Tim Benz: Evgeni Malkin's decision to stay in Pittsburgh softens focus on Rickard Rakell's contract
Did you ever break up with someone after a long relationship, then start dating somebody else you barely know right away in an attempt to get back at that other person?
Did that new relationship immediately start off with a $30 million prenup?
That sort of feels like what happened when Pittsburgh Penguins general manager Ron Hextall signed forward Rickard Rakell a few hours after it became known that Evgeni Malkin was about to enter free agency.
I’m not going to suggest Rakell’s signing was done totally out of spite. But I’m also not going to rule out the possibility that some may have been present when Hextall made the final call to Rakell’s agent.
Alright. I’m exaggerating with that last part, but I don’t think I’m too far off on the rest of it.
But then Malkin reversed course and signed a four-year contract to stay in Pittsburgh late Tuesday night, and the tone surrounding Rakell’s contract changed.
Now the debate is about whether that deal is going to prove to be a good one on its own merits, independent of what role it played in the drama surrounding Malkin.
Don’t get me wrong. Rakell is a good player. He was a nice acquisition at the trade deadline by Hextall. I hoped to see the Penguins make a run at keeping him. I just didn’t see them giving him $5 million a year.
The Swedish winger will turn 30 during the second year of the deal. After back-to-back 30-goal seasons in Anaheim in 2016-17 and 2017-18, Rakell’s 20 goals last year (four with Pittsburgh in 19 games) were the most he has been able to muster. He has not totaled more than 43 points since his career-high 69 points in 2017-18.

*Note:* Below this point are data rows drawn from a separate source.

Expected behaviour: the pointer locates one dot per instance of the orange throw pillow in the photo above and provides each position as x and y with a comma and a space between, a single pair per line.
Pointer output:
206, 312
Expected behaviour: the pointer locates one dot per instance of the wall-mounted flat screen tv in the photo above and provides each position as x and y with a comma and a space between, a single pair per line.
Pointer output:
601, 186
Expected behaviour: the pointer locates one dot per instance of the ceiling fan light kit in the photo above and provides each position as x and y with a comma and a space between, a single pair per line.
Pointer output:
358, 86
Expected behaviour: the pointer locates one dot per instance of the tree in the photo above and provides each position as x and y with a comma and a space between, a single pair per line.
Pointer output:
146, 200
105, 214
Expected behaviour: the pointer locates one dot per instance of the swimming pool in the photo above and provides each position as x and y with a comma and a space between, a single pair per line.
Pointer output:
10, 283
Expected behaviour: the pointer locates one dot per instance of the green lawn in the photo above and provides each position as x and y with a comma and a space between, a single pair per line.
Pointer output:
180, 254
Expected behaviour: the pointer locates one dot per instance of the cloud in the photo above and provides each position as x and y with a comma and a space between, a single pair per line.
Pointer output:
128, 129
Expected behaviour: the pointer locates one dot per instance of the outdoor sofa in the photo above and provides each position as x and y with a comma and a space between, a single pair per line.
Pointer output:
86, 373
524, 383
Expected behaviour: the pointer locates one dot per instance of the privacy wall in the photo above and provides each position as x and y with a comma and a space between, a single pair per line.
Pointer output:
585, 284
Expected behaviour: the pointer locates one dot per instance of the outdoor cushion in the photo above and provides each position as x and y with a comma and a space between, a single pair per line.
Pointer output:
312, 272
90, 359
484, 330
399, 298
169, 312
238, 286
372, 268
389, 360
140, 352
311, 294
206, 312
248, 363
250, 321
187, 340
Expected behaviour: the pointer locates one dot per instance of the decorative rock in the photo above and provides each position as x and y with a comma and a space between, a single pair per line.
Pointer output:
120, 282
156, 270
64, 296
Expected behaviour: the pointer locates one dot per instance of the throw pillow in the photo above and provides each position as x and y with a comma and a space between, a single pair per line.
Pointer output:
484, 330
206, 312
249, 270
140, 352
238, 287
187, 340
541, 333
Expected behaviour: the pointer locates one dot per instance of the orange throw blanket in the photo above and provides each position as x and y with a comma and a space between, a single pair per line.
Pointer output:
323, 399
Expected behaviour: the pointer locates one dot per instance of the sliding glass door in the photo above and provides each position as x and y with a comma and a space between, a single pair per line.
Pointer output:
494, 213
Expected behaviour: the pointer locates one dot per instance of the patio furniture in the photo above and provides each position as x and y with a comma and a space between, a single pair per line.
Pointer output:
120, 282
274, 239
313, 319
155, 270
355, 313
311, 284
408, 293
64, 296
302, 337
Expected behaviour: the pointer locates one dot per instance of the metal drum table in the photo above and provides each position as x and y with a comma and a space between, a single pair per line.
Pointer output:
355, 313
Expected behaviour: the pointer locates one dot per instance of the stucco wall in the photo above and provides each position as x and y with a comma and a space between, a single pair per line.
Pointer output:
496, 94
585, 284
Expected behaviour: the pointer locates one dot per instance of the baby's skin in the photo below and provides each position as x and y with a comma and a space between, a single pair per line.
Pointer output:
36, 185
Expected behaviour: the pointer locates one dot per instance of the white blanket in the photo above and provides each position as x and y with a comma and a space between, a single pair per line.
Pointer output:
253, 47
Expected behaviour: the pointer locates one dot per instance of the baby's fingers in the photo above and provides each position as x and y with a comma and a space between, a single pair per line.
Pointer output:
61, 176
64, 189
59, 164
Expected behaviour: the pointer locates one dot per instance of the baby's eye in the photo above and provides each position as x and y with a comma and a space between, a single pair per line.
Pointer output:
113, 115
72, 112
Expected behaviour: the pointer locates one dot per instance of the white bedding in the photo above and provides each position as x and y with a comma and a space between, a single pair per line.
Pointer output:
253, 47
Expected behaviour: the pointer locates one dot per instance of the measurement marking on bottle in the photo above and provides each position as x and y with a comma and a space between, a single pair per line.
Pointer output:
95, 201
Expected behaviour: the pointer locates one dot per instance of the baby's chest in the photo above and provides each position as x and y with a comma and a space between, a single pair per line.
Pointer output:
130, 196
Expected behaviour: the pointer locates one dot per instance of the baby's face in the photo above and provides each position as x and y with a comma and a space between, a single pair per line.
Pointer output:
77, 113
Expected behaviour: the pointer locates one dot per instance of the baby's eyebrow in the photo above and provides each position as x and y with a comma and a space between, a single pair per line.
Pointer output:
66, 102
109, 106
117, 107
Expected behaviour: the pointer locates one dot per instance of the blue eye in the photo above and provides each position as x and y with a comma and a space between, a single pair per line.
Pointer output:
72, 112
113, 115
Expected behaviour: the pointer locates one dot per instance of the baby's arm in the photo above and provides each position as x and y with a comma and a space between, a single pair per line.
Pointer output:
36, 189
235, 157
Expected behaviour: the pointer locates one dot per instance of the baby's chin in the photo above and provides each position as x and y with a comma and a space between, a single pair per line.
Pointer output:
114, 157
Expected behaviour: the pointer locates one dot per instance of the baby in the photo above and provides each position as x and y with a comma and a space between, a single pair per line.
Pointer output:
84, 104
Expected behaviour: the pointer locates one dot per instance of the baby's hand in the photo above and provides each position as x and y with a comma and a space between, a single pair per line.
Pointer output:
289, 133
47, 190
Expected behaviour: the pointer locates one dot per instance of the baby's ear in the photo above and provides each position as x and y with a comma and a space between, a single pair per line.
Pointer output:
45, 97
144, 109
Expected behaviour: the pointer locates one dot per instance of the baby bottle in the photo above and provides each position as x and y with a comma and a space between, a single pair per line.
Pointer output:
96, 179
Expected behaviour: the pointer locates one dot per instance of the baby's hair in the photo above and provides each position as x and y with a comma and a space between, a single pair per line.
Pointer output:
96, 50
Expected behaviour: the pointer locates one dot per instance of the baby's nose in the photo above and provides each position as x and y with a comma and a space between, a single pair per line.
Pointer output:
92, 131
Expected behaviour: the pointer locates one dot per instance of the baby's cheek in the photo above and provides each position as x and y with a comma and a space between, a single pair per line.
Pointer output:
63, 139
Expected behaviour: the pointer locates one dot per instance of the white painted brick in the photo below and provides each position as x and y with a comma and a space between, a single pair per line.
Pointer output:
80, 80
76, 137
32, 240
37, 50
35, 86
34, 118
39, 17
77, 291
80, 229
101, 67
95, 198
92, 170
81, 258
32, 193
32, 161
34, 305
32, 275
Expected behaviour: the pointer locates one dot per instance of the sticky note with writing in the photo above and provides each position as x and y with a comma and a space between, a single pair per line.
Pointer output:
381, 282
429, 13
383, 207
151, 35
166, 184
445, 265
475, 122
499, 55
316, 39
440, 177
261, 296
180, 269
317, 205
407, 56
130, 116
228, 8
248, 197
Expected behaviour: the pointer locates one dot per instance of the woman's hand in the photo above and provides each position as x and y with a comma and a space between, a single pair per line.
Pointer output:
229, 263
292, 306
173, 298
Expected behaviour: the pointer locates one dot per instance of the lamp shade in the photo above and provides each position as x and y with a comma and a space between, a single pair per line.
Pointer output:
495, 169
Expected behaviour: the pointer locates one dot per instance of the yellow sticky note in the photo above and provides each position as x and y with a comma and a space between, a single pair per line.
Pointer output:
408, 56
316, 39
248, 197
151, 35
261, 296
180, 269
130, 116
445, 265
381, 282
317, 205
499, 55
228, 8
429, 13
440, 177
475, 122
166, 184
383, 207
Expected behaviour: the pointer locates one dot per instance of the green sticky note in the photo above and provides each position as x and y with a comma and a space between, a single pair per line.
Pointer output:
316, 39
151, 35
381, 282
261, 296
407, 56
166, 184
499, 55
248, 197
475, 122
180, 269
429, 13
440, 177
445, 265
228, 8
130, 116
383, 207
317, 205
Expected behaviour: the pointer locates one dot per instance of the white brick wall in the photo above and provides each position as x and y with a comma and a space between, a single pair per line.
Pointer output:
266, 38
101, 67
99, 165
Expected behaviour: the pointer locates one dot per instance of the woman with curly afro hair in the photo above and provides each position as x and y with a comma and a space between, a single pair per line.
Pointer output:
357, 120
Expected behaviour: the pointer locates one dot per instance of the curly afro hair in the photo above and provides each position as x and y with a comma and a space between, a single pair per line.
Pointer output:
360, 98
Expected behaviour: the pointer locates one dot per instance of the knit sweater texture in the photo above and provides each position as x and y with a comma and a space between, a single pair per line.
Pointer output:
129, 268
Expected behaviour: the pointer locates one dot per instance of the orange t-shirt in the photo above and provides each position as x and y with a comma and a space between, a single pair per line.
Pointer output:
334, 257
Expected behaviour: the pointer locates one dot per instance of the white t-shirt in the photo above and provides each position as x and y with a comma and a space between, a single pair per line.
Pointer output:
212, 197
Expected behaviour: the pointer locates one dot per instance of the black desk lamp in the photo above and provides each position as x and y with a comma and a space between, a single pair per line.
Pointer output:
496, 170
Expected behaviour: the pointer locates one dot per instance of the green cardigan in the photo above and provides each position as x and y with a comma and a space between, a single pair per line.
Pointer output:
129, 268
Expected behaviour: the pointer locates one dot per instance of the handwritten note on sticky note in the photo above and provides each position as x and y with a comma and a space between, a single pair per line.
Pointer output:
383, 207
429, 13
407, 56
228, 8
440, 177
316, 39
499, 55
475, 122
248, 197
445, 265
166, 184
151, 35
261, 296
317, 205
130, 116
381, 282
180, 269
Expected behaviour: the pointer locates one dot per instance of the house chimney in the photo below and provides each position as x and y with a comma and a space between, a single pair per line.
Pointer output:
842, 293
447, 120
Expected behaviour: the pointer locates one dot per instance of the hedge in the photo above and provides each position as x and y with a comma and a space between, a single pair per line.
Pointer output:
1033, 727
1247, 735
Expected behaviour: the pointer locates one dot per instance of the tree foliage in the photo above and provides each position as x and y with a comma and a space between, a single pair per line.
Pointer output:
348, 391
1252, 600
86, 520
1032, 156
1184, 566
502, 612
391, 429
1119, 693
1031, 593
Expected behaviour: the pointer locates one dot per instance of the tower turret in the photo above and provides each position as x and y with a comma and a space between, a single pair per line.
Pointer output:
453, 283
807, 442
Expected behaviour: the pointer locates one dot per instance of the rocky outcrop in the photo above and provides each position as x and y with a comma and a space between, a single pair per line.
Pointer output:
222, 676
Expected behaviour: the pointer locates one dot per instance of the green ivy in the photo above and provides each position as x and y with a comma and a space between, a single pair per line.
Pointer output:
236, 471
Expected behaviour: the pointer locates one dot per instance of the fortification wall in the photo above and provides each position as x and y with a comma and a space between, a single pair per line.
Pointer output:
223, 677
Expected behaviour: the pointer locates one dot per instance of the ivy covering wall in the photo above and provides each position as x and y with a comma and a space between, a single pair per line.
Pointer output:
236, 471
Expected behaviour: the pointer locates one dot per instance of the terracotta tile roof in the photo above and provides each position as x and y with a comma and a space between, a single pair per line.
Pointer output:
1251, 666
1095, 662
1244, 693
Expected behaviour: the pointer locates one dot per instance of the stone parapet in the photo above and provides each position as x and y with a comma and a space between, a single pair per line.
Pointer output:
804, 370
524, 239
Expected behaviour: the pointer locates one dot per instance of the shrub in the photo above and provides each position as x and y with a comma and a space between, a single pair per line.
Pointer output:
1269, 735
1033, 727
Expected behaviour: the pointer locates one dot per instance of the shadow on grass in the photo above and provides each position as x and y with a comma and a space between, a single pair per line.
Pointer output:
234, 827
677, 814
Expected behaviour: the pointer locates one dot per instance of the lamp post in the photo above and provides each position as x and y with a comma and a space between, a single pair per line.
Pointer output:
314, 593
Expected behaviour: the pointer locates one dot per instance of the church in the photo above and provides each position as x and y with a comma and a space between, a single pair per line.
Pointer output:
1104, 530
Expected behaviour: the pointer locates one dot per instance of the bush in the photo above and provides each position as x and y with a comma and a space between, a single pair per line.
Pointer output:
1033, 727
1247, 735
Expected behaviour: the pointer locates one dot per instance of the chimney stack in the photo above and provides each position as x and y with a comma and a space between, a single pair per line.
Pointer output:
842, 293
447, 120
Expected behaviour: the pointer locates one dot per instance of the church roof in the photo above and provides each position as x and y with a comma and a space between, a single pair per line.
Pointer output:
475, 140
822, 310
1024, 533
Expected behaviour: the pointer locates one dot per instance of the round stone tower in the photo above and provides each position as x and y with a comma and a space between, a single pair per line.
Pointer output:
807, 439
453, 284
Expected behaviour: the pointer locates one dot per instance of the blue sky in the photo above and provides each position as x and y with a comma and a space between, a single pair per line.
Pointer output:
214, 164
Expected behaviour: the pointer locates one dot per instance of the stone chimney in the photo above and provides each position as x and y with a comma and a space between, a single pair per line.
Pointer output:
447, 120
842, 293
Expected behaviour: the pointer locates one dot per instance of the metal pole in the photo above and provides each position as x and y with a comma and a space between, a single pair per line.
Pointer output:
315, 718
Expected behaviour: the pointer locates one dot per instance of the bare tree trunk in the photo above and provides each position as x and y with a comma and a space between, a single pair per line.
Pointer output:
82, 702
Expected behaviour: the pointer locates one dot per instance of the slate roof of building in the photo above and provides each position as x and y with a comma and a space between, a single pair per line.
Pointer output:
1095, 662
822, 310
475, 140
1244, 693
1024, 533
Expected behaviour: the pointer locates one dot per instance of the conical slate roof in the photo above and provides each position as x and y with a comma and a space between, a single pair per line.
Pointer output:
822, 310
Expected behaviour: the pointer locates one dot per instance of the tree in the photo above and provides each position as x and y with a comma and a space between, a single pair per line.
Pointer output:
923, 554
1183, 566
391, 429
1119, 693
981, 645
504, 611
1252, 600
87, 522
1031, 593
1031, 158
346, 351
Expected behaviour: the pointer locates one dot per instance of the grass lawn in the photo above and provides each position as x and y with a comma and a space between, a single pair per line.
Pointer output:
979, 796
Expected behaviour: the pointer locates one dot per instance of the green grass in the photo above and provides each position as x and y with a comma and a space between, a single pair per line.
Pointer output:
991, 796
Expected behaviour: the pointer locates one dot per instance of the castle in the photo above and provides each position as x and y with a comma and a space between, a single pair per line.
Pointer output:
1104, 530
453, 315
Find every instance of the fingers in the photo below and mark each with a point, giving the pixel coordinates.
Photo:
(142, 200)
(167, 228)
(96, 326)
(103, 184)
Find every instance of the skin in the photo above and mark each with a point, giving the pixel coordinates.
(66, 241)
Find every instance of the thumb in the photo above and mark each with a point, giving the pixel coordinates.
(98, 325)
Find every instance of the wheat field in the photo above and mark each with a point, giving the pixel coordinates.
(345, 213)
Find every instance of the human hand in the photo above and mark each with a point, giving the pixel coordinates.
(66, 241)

Rakell did show some decent chemistry with Sidney Crosby when the two were on a line together. But it seems a bit optimistic to assume there’s a lot more to tap from Rakell than what the rest of the league has seen in his first 10 years. At least not to the degree that the Penguins were perhaps bidding against themselves with this contract.
To some extent, that appeared to be the case because I can’t imagine Rakell’s representatives would’ve swayed their client away from unfettered free agency to tether him to a city that he barely knows, with a team that hasn’t won a playoff round in four years.